S combinator in Haskell

Question

Can an analog of the S combinator be expressed in Haskell using only standard functions (without defining it by equation) and without using lambda (anonymous function)? I expect it to by of type (a -> b -> c) -> (a -> b) -> a -> c.

For example, an analog of the K combinator is just const.

In fact i am trying to express the function \f x -> f x x using standard functions, but cannot think of any standard non-linear function to start with (that is a function that uses its argument more than once).

Answer 1

To me it's only understandable when writing out types out as follows:

The Wiki notation of the S combinator is

Sxyz = xz(yz)

Think of x as a function of two arguments, and y as one with one arguments, and z as a value. The value z is passed into y; that result together with z is passed into x.

The definition of <*> is

(<*>) :: f (a -> b) -> f a -> f b

where f here is the Function functor ((->) r), which is just the prefix notation for the usual function type notation r -> .. So just expanding the type results (hiding some -> arrows for simplicity) in

 (<*>) :: f (a -> b)  ->  f a  ->  f b
          f (a -> b)      f a      f b
         r->(a -> b)     r->a     r->b
         r-> a -> b      r->a     r->b
         ^^^^^^^^^^      ^^^^     ^
         x (2args)       y (1arg) z (value)

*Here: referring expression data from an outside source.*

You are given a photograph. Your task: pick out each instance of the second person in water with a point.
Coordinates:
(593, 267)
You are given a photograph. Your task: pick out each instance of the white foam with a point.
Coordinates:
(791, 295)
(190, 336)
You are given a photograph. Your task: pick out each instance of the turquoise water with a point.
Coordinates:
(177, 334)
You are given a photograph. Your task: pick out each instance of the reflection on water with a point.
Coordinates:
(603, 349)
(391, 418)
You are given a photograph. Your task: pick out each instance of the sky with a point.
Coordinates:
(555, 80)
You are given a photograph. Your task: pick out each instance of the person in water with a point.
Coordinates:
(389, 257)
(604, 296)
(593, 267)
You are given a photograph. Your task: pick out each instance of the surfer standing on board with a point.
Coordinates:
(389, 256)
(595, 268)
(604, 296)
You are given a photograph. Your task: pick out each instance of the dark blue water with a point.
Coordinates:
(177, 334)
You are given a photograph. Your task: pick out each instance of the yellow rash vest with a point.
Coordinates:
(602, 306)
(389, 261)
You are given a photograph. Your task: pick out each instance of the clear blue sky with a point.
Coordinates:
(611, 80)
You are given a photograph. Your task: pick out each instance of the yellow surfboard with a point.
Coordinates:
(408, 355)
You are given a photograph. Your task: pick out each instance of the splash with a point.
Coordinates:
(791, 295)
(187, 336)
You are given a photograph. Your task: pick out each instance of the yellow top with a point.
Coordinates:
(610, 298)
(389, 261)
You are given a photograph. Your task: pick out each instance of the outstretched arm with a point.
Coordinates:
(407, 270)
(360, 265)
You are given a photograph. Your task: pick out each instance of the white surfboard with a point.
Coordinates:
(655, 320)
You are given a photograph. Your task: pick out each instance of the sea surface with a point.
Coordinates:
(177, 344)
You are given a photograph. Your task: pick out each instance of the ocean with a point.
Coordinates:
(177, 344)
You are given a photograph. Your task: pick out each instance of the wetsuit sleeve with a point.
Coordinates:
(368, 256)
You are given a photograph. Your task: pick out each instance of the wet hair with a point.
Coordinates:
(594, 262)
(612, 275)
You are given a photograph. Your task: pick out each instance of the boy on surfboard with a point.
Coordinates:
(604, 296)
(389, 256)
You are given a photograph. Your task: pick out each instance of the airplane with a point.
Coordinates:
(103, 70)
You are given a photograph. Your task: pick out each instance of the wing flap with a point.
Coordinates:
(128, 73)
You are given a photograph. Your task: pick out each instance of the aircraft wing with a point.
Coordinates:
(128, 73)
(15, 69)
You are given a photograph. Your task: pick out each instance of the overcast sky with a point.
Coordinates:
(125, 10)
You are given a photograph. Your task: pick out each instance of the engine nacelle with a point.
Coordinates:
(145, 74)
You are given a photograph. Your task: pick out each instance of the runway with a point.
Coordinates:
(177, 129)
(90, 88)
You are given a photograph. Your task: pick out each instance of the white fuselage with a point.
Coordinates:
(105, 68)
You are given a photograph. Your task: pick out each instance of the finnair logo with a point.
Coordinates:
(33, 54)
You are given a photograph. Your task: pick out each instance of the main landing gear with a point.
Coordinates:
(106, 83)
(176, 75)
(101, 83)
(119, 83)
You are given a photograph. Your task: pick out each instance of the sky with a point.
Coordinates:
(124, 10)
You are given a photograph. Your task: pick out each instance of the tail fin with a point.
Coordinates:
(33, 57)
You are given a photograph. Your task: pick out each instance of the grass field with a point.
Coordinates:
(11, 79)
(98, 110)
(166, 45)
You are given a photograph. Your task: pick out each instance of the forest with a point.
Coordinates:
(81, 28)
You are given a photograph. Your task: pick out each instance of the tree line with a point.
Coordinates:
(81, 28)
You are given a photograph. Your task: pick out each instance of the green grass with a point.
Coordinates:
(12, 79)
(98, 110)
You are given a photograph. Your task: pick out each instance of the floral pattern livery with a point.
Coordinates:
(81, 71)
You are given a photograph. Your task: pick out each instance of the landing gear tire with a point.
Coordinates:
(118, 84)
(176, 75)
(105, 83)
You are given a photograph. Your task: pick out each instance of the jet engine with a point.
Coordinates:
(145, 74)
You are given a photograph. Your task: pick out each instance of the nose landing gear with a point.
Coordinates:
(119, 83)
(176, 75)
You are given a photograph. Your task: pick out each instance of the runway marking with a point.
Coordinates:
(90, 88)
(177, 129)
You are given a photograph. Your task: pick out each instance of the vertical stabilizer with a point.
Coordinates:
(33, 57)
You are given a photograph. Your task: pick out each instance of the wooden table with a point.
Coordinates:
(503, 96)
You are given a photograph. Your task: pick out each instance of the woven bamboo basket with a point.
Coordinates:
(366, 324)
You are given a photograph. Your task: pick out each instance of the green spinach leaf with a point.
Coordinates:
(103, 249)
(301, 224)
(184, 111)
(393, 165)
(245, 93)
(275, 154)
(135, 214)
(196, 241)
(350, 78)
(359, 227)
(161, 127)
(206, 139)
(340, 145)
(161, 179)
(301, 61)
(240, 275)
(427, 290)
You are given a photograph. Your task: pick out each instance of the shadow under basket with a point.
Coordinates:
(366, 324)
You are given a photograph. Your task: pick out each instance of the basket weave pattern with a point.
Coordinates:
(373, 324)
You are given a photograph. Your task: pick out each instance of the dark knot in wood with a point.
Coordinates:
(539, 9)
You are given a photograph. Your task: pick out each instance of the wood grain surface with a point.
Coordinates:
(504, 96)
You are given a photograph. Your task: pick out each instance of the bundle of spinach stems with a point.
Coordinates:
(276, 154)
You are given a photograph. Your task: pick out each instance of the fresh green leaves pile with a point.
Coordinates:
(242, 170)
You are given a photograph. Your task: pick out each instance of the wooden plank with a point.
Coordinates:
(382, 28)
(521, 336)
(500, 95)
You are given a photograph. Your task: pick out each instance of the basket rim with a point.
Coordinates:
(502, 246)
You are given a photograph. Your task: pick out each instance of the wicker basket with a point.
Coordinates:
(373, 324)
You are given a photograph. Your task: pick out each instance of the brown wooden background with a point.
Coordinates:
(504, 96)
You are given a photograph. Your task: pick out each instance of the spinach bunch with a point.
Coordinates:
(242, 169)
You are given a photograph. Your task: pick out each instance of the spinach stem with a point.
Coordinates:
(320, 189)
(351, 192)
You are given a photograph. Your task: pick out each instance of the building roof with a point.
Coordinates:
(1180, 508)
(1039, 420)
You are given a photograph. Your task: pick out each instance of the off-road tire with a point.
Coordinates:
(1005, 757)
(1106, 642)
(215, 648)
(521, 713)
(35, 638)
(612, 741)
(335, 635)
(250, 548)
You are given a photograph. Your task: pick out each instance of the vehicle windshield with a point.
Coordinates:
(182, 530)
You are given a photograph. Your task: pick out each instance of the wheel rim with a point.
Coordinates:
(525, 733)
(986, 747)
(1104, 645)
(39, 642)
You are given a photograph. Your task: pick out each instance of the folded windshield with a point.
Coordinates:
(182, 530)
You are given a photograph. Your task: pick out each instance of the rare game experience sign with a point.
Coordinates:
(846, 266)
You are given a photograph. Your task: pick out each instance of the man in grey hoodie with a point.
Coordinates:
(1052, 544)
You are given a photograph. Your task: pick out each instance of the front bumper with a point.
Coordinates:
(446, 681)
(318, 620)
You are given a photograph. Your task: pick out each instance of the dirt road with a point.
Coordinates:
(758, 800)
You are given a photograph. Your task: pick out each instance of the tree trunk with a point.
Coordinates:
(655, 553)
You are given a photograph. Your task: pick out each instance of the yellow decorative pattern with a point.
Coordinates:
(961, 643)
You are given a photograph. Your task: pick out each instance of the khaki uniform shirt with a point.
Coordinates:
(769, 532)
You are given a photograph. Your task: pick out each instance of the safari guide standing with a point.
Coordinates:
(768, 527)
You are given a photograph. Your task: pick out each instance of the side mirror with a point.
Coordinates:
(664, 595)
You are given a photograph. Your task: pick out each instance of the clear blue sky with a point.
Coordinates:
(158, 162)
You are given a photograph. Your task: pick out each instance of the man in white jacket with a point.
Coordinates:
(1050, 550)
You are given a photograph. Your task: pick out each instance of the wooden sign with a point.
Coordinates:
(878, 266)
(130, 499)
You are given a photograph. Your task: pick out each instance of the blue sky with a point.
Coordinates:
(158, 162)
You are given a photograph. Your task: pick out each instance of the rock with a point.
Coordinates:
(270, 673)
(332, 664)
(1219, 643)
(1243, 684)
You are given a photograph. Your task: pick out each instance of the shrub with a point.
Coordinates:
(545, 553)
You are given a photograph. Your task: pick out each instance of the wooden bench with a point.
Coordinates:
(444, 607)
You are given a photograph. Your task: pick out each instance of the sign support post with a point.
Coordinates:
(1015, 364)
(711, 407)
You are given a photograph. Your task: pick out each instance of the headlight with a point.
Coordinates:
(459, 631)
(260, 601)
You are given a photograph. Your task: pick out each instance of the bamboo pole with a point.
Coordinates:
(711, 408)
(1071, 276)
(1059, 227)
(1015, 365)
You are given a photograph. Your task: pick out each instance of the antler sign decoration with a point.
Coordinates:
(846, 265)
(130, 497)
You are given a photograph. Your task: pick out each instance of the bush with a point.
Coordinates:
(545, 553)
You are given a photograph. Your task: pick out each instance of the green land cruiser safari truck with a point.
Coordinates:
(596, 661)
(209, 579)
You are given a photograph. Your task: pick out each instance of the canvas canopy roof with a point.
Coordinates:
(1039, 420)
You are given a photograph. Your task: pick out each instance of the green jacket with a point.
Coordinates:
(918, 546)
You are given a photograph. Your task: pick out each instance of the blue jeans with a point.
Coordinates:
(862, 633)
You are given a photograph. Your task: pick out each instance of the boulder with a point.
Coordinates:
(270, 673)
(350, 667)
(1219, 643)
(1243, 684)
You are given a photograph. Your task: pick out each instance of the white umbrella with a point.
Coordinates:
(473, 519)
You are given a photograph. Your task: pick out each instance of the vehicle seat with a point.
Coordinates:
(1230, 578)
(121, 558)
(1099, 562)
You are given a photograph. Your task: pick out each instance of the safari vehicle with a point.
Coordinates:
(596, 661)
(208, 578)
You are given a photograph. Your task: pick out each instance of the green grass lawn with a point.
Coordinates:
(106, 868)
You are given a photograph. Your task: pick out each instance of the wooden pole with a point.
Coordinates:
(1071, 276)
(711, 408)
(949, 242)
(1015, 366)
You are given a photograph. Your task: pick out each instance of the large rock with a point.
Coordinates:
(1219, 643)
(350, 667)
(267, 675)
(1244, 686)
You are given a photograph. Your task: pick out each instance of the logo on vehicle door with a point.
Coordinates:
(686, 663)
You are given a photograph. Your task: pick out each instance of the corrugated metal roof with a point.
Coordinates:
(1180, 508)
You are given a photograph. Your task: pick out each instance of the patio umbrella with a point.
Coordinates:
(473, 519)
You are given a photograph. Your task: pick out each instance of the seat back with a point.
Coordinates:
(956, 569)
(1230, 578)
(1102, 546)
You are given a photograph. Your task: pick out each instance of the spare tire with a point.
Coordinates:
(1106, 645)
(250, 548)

As in the S combinator, the value z (corresponds to r) is passed to y (corresponds to r -> a); that result (corresponds to a) is passed together with z into x (corresponds to r -> a -> b) as the first argument. The final result corresponds to b.

Answer 2

It can also be used (=<<), (>>=).

And they are included in Prelude

instance Monad ((->) r) where  
    return = const
    f >>= k = \ r -> k (f r) r  

Answer 3

s = (<*>) for the ((->) r) Applicative instance.

Answer 4

Although it doesn't look like it at first, ap is the S combinator (and join is the combinator you're really after).